The waiter fetched his Brooklyn Beer from the bar, dropping it off at the booth before going into the kitchen with Chris’ lunch order. By the time the hamburger and fries arrived with a bottle of Heinz ketchup, Chris was ready for another bottle of beer. He put the raw onion, tomato and lettuce that came on a brown dish decorated with Gaelic symbols on the hamburger and poured ketchup on top. Chris took a bite, then waited for the second bottle of beer to arrive before continuing to eat. He felt warm and content, a little sleepy by the end of the meal. Not wanting to leave, he ordered a third beer, lingering over it until the place began to fill around one o’clock.

Chris walked into Central Park at 79th Street, along a path spotted with line skaters and joggers. He stopped to watch sleek, high-masted, molded sailboats guided by electronic controls moving and looping before the stiff November wind. A man in waders with a long pole sloshed into the shallow waters of the sailboat pond to rescue a toppled boat. He had come here, perhaps 50 years ago, with the gang from 47th Street to watch the rich kids and their fathers send their teak and cherry wood yachts with flying colors across these waters. Little had changed except for electronic gadgets that gave the rich, the sons or grandsons of those whom he had watched as a boy, more control over their boats. He walked round the pond to the Hans Christen Anderson statue. That wasn’t there those many years ago. He crossed the lawn and the road to Rowboat Lake. A few geese, a pair of swans. No one rowboating today. He continued to the West Side finding a pastry shop on Columbus Avenue, where he sat for half an hour nibbling little forkfuls of tiramisu and sipping black coffee watching the women, beautiful mothers in fur-trimmed short jackets and tight jeans pushing strollers, grey-haired square bodies with wire shopping carts, nubile teenagers who should have been in school. He paid and continued his trek, going south to 50th Street, turning west to 12th Avenue and the waterfront. He kept going, the breeze picking up, chilling him under a cloudy and suddenly darkened sky. Just past the Javits Center, he found the building, Far West Fine Arts Cooperative Living Centre, a four-story, startlingly white old waterfront warehouse, converted into apartments and artists’ lofts.

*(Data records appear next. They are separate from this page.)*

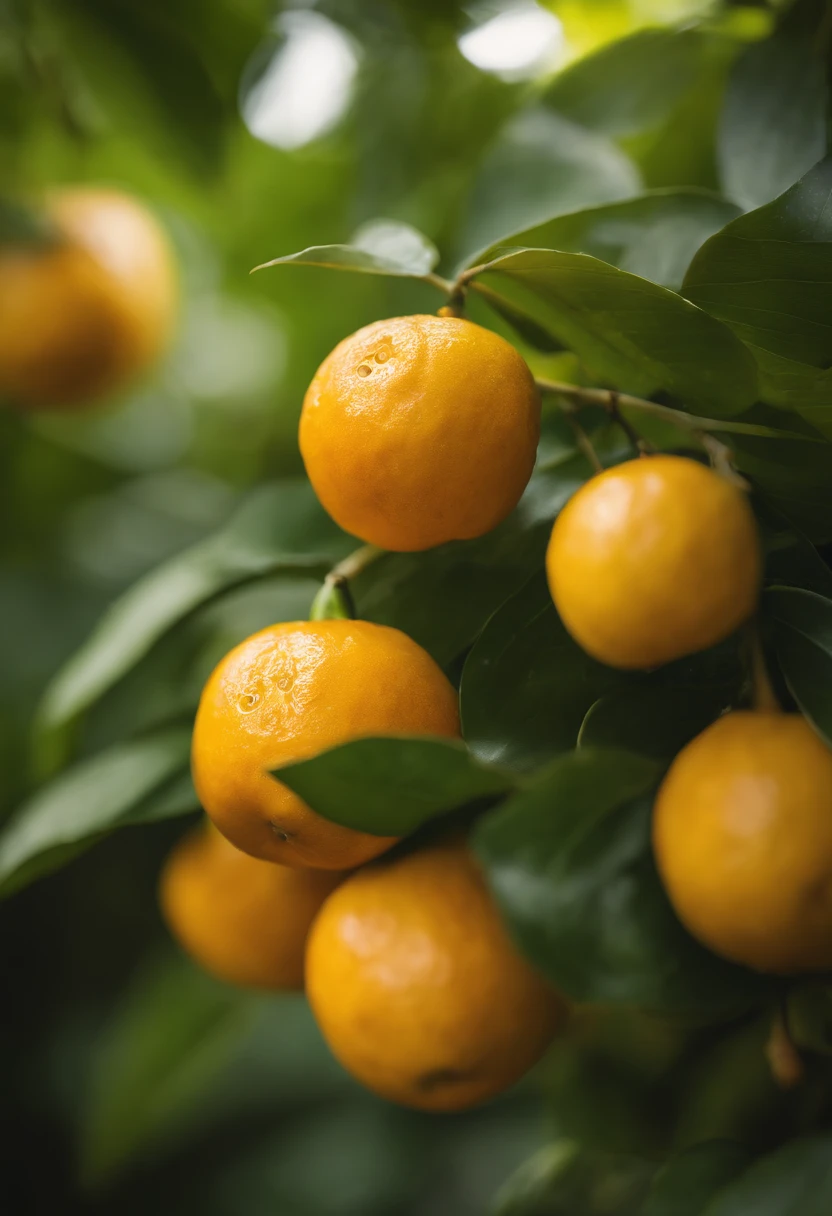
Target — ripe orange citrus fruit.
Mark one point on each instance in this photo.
(88, 311)
(742, 834)
(290, 692)
(419, 431)
(245, 921)
(417, 989)
(653, 559)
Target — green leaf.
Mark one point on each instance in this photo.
(526, 685)
(630, 85)
(631, 332)
(566, 1178)
(686, 1183)
(184, 1054)
(791, 559)
(571, 865)
(803, 642)
(124, 784)
(655, 235)
(23, 225)
(381, 247)
(773, 128)
(809, 1017)
(391, 786)
(541, 165)
(145, 76)
(794, 1180)
(768, 275)
(442, 598)
(281, 528)
(651, 719)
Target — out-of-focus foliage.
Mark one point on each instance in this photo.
(145, 539)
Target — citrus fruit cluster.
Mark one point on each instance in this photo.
(89, 305)
(406, 953)
(415, 432)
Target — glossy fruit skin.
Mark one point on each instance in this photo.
(287, 693)
(88, 313)
(417, 989)
(742, 834)
(242, 919)
(419, 431)
(653, 559)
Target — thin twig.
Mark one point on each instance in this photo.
(641, 445)
(335, 596)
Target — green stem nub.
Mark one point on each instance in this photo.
(333, 601)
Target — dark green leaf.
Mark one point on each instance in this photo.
(526, 685)
(631, 332)
(571, 865)
(410, 258)
(791, 559)
(280, 528)
(803, 641)
(442, 598)
(391, 786)
(773, 129)
(685, 1186)
(566, 1178)
(630, 85)
(809, 1017)
(794, 1181)
(769, 276)
(184, 1053)
(793, 476)
(68, 815)
(543, 165)
(651, 719)
(655, 235)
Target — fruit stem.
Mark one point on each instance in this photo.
(605, 397)
(785, 1060)
(335, 598)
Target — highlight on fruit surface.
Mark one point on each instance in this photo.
(242, 919)
(91, 308)
(290, 692)
(419, 431)
(742, 834)
(653, 559)
(419, 990)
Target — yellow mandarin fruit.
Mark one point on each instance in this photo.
(290, 692)
(742, 834)
(419, 431)
(86, 313)
(653, 559)
(245, 921)
(417, 989)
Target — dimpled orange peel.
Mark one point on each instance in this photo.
(417, 988)
(653, 559)
(245, 921)
(742, 834)
(90, 309)
(290, 692)
(419, 431)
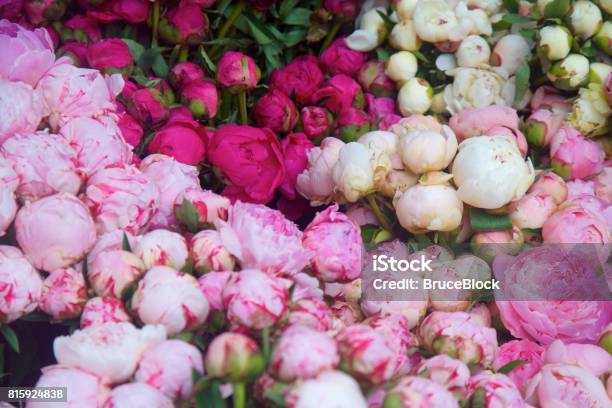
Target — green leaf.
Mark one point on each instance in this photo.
(507, 368)
(136, 49)
(299, 16)
(483, 221)
(11, 337)
(522, 83)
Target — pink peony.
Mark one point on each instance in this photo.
(298, 79)
(64, 293)
(83, 388)
(111, 351)
(168, 367)
(26, 54)
(237, 72)
(573, 156)
(55, 231)
(254, 299)
(21, 109)
(337, 246)
(132, 395)
(275, 111)
(262, 238)
(302, 353)
(170, 298)
(101, 310)
(45, 164)
(121, 197)
(20, 285)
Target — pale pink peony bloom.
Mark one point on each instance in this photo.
(170, 298)
(311, 312)
(111, 273)
(330, 389)
(69, 92)
(316, 183)
(421, 392)
(100, 310)
(97, 142)
(262, 238)
(458, 333)
(63, 294)
(212, 284)
(209, 254)
(446, 371)
(168, 366)
(302, 353)
(55, 231)
(45, 164)
(132, 395)
(499, 390)
(560, 385)
(254, 299)
(121, 197)
(25, 54)
(111, 350)
(209, 206)
(574, 224)
(21, 109)
(172, 179)
(337, 246)
(83, 388)
(525, 350)
(532, 210)
(588, 356)
(162, 248)
(20, 285)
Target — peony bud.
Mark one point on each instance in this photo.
(234, 357)
(170, 298)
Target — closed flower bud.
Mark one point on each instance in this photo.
(234, 357)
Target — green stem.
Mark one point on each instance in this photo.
(330, 36)
(382, 218)
(244, 117)
(239, 394)
(155, 23)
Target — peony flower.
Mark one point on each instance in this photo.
(340, 59)
(137, 394)
(233, 356)
(55, 231)
(45, 164)
(262, 238)
(458, 335)
(302, 353)
(101, 310)
(237, 72)
(121, 197)
(64, 292)
(490, 172)
(84, 389)
(429, 207)
(172, 179)
(21, 109)
(27, 54)
(20, 285)
(209, 254)
(330, 389)
(111, 350)
(299, 79)
(250, 158)
(316, 183)
(170, 298)
(254, 299)
(168, 366)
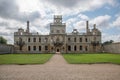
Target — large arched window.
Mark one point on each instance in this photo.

Chris pulled open the towering front door, glass framed in shining stainless steel to form the outline of the Chrysler Building. A rent-a-cop wearing a peaked cap sat behind a huge, glistening steel desk against a background of bright yellow, red, orange and blue swirls interconnecting, rising in waves to the ceiling. An enormous black and white alley cat was dozing on the desktop.
He put down his magazine. “Can I help you, sir?”

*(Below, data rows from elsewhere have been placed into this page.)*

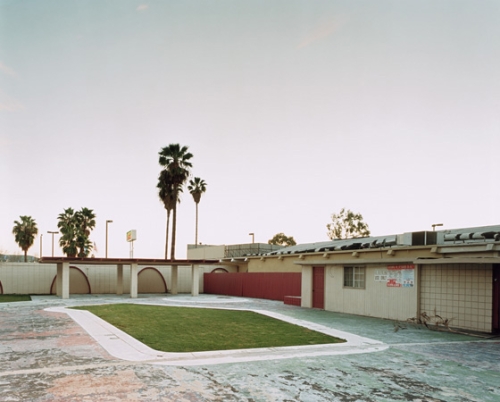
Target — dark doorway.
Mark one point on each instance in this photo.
(319, 287)
(496, 298)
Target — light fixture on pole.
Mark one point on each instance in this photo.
(108, 221)
(41, 241)
(52, 233)
(434, 226)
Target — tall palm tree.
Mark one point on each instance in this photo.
(196, 188)
(167, 196)
(75, 227)
(175, 159)
(85, 222)
(66, 225)
(24, 232)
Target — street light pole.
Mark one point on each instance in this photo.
(434, 226)
(107, 222)
(52, 233)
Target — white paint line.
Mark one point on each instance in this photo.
(122, 346)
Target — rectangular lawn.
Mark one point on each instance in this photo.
(12, 298)
(185, 329)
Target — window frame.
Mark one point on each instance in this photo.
(354, 277)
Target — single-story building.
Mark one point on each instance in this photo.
(450, 277)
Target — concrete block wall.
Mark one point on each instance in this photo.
(458, 292)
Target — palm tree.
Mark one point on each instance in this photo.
(175, 159)
(75, 227)
(196, 188)
(86, 222)
(24, 232)
(67, 227)
(167, 196)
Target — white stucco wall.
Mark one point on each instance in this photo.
(34, 278)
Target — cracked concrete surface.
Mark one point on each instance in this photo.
(47, 356)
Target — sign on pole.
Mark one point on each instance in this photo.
(131, 236)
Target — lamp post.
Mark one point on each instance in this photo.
(107, 222)
(52, 233)
(434, 226)
(41, 242)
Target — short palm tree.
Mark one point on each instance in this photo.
(24, 232)
(175, 159)
(196, 188)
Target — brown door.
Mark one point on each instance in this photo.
(319, 287)
(496, 298)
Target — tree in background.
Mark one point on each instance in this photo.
(24, 232)
(75, 228)
(346, 224)
(281, 239)
(196, 188)
(168, 197)
(175, 160)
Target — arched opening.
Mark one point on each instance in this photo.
(78, 282)
(219, 271)
(150, 280)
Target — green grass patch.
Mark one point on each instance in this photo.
(12, 298)
(184, 329)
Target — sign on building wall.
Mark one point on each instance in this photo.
(401, 276)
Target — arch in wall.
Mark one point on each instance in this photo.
(219, 271)
(150, 280)
(78, 282)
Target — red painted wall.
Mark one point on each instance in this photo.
(271, 285)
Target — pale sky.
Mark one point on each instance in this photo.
(293, 109)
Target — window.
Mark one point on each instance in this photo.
(354, 277)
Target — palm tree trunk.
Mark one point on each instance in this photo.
(174, 227)
(196, 231)
(166, 237)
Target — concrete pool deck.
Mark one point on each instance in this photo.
(47, 356)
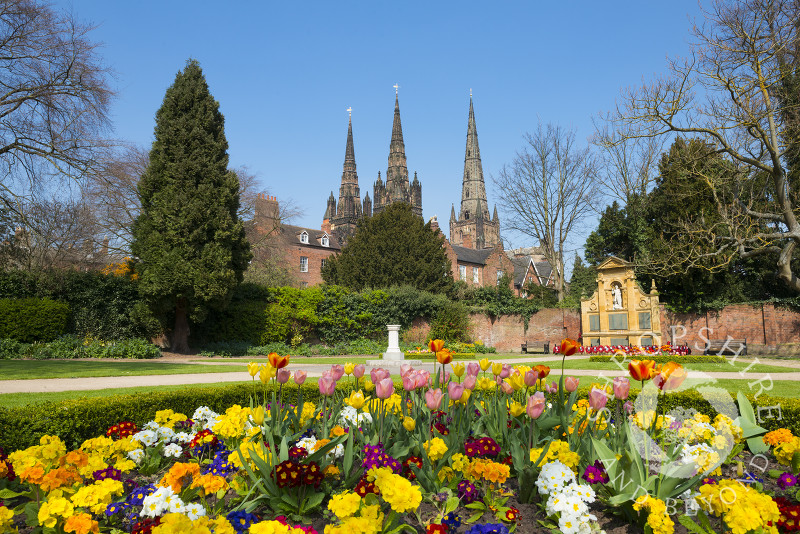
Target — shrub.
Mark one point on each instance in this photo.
(33, 319)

“I came to see Mary Hudson.”
“Your name?”
“Just tell her Chris.”
The guard wrote that down. He punched a keyboard. “Ms. Hudson, I’ve got a Chris down here to see you.” He nodded, listening. “Okay,” he said to Chris. “You know the way?”
“Never been here before.”
He pointed his left thumb over his shoulder. “Go around the partition. Take the north elevator. The one on the left. Go to the fourth floor. She’s Studio NW.”
Chris started towards the elevator.
“Hey buddy, could you take Sam upstairs with you. He’s Ms. Hudson’s cat.” He extended the passive cat to Chris. “Don’t worry he loves people.”